Le procès Bukanga-Lonzo renvoyé au 14 avril suite à l'absence des prévenus

Image
Droits tiers

L'audience prévue ce lundi 3 mars 2025 dans le cadre du procès sur le projet du parc agro industriel de Bukanga-Lonzo a finalement été renvoyée au 14 avril prochain.

Motif : l'absence des prévenus Matata Ponyo, Deogratias Mutombo et Kristo Grobler. Selon leurs avocats, ces derniers n'ont pas été atteints par les exploits ( invitations de justice).

L'avocat de Matata estime que son client qui est en vacances parlementaires, n'a vu l'information sur cette audience que sur les réseaux sociaux.

Même réaction pour l'avocat du prévenu Kristo Grobler. En plus du fait que son client n'a pas été atteint par l'invitation à comparaître, son avocat a déposé à la Cour une lettre de son médecin qui lui a imposé un repos médical de 90 jours.

L'avocat de Deogratias Mutombo, lui aussi, a fait savoir à la Cour que son client, étant en déplacement à l'étranger, n'a pas été atteint par l'exploit. Comme ses prédécesseurs, il a demandé un renvoi à un mois.

En réaction à cette requête, le procureur général près la Cour Constitutionnelle, ministère public, John Moke Mayele, a requis un renvoi à un mois, tout en soulignant la nécessité pour la Cour de ne pas céder aux caprices des prévenus.

Reprenant la parole, le président de la Cour Constitutionnelle, Dieudonné Kamuleta, a accordé une remise d'un mois en renvoyant la prochaine audience au 14 avril 2025. Il a insisté que c'est le dernier report que la Haute Cour puisse accorder dans cette affaire.

Ce procès porte sur des allégations de détournement de 205 millions USD destinés au développement du parc agro-industriel de Bukanga-Lonzo. Il a débuté en mai 2021 devant la Cour Constitutionnelle. En novembre de la même année, la Haute Cour, alors présidée par Dieudonné Kaluba, s'est déclarée incompétente pour juger un ancien premier ministre. Se fondant sur l'article 164 de la Constitution, son président a affirmé que la Haute Cour ne pouvait juger que le premier ministre en fonction.

En juin 2022, le procès a été rouvert devant la Cour de Cassation, où les trois premières audiences ont été consacrées à l'identification des prévenus et de leurs avocats.

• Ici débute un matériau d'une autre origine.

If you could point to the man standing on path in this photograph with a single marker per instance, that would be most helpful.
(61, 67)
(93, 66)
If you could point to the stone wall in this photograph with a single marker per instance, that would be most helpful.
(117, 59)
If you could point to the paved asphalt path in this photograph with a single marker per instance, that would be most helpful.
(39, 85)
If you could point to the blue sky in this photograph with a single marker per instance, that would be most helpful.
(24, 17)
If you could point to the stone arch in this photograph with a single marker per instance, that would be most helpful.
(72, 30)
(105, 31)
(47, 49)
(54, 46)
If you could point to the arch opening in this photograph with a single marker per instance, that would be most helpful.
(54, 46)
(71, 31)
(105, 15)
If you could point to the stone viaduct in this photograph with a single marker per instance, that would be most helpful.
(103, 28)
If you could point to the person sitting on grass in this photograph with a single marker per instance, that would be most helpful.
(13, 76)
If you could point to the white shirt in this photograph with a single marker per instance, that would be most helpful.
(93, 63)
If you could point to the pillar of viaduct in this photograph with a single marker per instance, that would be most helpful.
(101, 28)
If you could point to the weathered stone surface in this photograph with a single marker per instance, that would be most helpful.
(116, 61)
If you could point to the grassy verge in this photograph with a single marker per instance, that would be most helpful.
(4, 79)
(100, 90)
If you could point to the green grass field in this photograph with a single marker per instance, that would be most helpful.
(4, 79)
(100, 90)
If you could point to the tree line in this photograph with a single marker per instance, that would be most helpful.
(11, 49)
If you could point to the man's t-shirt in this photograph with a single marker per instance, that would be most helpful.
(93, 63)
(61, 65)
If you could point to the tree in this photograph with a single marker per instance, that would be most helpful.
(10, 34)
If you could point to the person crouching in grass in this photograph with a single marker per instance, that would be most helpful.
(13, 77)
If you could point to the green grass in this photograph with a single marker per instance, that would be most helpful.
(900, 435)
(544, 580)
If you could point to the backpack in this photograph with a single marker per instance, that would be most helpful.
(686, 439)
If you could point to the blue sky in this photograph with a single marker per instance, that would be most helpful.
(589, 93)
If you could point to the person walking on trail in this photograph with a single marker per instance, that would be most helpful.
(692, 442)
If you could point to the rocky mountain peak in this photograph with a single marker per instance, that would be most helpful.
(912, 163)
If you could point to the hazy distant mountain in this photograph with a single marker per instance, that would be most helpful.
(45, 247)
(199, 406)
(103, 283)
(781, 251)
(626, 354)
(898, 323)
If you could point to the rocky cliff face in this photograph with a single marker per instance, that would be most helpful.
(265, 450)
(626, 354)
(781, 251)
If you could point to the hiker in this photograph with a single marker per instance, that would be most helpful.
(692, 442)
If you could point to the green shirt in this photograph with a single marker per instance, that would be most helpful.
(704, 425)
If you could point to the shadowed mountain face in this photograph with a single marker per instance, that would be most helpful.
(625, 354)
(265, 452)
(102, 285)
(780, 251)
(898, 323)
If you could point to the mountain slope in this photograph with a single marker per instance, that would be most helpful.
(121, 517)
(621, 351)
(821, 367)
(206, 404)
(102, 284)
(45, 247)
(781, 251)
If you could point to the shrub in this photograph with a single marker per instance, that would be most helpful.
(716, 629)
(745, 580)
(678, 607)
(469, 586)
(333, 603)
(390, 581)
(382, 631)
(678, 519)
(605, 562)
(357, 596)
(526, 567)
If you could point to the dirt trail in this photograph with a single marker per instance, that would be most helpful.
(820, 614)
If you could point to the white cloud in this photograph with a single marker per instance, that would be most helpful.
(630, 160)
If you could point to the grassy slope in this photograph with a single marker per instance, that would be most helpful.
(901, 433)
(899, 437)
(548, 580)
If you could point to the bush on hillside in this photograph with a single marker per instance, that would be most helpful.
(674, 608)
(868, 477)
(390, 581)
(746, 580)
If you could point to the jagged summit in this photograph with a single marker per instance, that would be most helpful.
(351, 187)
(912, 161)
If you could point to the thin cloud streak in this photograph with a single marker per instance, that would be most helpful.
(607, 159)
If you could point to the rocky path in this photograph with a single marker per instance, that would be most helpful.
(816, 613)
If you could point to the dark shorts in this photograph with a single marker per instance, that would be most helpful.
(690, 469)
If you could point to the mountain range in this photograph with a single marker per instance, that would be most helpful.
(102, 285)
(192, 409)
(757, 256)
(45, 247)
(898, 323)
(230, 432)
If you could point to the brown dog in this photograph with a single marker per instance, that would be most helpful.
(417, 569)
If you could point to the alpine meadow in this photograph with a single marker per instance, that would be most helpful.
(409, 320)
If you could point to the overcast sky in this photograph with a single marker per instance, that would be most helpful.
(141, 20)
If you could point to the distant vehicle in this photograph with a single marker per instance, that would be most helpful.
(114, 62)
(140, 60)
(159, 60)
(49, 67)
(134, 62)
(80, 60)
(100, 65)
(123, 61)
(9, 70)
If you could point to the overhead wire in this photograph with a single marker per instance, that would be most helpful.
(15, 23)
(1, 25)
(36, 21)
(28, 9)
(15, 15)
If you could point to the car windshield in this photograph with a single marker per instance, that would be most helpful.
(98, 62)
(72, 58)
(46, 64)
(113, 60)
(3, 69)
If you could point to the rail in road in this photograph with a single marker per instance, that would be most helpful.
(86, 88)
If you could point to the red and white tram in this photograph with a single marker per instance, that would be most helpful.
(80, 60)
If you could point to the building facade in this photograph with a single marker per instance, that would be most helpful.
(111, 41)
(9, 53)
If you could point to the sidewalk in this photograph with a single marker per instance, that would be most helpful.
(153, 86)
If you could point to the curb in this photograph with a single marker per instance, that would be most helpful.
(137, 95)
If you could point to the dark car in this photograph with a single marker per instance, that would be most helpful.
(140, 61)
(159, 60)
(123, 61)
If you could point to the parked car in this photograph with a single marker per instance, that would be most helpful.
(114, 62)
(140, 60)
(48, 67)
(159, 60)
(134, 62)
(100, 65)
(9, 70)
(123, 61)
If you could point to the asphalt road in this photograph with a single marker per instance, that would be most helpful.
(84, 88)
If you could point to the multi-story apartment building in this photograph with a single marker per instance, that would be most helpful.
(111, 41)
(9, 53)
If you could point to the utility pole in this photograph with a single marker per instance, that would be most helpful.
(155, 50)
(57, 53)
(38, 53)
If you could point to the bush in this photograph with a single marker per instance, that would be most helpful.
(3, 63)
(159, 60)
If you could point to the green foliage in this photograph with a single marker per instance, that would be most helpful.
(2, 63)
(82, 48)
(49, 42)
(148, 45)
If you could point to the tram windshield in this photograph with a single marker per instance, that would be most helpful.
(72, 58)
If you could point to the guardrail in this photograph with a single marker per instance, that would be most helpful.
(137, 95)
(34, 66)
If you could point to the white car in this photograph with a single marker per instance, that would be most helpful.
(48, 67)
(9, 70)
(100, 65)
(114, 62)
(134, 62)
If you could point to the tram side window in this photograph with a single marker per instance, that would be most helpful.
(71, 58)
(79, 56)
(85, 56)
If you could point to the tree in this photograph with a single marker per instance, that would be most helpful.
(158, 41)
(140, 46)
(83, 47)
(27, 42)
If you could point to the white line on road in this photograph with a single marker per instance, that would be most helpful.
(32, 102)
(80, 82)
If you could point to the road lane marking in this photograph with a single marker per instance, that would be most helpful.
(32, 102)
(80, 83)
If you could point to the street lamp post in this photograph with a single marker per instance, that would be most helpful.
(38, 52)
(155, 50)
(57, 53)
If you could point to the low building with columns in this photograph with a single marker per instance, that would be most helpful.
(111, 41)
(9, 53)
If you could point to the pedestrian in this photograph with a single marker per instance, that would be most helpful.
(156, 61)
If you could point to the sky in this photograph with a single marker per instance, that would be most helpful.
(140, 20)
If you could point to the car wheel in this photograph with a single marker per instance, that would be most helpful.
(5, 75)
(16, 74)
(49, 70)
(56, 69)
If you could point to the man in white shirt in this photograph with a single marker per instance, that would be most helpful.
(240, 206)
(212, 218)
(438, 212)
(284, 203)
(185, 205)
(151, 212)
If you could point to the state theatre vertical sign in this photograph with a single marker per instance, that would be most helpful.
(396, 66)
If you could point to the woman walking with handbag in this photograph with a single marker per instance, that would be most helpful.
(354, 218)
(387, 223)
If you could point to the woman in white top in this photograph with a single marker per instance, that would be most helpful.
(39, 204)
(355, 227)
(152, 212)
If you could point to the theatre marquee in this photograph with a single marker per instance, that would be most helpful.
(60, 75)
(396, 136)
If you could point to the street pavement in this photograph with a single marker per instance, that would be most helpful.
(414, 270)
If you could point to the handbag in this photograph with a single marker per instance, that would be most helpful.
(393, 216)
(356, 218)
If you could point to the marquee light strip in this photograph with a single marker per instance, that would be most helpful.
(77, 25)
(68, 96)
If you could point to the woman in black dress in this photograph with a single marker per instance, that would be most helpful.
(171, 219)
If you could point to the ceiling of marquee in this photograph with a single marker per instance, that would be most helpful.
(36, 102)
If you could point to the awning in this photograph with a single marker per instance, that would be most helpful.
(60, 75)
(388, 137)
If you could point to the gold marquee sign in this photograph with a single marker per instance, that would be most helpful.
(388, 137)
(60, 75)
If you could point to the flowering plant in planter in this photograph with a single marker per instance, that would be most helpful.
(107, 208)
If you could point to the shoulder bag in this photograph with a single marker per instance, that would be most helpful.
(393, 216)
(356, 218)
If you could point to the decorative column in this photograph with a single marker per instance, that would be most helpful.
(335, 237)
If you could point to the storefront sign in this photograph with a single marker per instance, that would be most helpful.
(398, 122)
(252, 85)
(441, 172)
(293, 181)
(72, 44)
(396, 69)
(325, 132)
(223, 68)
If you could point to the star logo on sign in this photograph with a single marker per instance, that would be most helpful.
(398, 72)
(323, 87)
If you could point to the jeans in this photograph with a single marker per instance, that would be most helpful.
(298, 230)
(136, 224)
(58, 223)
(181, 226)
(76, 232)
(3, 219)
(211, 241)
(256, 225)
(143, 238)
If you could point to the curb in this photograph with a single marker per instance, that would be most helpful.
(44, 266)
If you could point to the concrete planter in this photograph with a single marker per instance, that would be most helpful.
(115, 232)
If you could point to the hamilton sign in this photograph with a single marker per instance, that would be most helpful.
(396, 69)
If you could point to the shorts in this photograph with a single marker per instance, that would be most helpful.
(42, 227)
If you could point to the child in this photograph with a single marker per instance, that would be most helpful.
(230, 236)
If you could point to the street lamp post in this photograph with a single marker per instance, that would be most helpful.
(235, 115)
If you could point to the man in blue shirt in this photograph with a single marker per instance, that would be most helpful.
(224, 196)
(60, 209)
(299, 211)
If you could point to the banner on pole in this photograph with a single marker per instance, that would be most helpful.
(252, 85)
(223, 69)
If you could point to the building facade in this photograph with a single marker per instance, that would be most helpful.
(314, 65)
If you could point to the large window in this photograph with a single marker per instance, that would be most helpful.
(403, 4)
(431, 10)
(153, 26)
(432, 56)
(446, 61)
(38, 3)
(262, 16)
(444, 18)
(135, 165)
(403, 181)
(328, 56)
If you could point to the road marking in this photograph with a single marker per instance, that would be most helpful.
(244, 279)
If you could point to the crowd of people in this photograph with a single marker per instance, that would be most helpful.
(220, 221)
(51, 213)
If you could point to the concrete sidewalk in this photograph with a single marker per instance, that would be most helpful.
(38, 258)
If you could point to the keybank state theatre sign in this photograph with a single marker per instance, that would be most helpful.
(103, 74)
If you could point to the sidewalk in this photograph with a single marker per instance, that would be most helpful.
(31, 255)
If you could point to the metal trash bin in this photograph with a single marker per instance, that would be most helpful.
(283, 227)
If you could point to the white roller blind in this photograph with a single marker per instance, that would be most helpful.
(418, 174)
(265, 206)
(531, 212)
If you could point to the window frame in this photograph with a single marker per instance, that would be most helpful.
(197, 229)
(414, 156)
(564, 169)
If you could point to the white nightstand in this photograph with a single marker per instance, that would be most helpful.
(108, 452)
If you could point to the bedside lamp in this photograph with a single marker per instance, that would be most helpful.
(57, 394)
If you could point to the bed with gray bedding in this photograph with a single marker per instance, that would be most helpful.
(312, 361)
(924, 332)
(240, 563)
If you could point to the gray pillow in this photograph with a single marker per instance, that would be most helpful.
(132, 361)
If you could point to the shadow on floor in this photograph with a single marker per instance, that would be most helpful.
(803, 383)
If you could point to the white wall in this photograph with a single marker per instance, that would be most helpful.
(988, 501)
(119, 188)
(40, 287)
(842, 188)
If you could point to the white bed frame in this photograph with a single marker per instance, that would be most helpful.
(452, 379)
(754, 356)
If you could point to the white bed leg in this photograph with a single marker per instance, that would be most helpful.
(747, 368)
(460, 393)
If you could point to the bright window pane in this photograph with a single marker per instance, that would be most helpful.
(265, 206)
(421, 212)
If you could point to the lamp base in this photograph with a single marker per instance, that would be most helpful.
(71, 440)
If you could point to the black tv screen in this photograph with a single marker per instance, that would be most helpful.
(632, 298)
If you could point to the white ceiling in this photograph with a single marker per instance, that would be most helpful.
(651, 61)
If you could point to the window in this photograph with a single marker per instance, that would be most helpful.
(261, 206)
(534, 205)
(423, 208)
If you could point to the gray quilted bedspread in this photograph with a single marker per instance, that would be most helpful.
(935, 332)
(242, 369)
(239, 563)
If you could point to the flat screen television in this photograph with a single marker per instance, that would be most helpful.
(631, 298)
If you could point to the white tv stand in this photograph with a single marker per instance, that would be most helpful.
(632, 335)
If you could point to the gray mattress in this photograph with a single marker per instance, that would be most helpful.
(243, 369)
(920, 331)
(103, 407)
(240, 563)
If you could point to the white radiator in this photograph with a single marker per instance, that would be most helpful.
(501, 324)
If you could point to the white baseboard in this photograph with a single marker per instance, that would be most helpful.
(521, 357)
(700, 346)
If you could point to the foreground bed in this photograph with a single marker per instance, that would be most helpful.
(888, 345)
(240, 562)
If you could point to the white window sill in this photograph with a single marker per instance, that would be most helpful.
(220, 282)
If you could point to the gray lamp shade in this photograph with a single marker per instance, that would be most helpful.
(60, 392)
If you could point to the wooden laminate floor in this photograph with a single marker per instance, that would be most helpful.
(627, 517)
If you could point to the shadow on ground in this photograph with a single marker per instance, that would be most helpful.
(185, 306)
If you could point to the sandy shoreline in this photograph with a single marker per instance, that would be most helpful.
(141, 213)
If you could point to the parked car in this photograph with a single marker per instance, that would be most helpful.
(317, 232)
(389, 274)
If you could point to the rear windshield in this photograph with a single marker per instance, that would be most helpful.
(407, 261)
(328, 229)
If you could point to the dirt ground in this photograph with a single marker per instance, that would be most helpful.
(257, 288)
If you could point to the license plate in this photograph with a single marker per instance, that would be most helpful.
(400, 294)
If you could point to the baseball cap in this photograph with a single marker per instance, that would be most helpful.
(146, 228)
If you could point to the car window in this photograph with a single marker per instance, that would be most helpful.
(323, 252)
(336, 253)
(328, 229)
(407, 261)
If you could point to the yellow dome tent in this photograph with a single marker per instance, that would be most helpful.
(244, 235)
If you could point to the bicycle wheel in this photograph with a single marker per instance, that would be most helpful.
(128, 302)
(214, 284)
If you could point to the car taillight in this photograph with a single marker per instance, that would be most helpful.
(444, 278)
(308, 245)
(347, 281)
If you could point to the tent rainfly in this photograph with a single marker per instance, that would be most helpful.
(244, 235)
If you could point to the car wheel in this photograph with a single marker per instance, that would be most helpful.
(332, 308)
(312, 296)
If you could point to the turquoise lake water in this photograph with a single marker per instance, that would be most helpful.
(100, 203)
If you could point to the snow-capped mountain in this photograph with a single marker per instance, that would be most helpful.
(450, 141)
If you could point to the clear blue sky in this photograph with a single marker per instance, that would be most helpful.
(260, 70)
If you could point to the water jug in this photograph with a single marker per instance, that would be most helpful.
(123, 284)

L'affaire a connu un nouveau rebondissement lorsque la Cour Constitutionnelle, désormais présidée par Dieudonné Kamuleta, s'est déclarée à nouveau compétente pour juger cette affaire. Elle a tenu sa première audience le 21 août 2023.

Cette audience a été suspendue dès son ouverture en raison d'irrégularités dans les citations à comparaître adressées aux personnes poursuivies. Le deuxième report a eu lieu lors de l'audience du lundi 4 septembre, afin de permettre aux prévenus d'accéder aux 600 pièces du dossier.

Lors de l'audience suivante, le lundi 13 novembre 2023, les avocats de Matata Ponyo ont présenté un rapport médical demandant un repos pour leur client. La Haute Cour a accédé à cette demande et a renvoyé l'audience au 18 mars 2024.

En raison des contentieux liés aux candidatures et aux résultats des élections sénatoriales, le président de la Cour Constitutionnelle, Dieudonné Kamuleta, a signé une ordonnance reportant l'audience au 22 juillet 2024.

Alors que l'opinion publique attendait cette audience, le greffe de la Cour Constitutionnelle a publié une nouvelle ordonnance reportant l'audience au 11 novembre 2024, à la demande du prévenu Kristo Stephanus Grobler pour raisons de santé.

La Cour Constitutionnelle a ensuite justifié ce nouveau report par le changement à venir de la composition de ses membres. Maintenant que ses neuf membres sont légalement en fonction, la Cour a décidé de relancer ce procès afin de faire la lumière sur cette affaire et d'établir les responsabilités concernant le détournement présumé des fonds de ce projet, qui visait à assurer l'autosuffisance alimentaire des Congolais.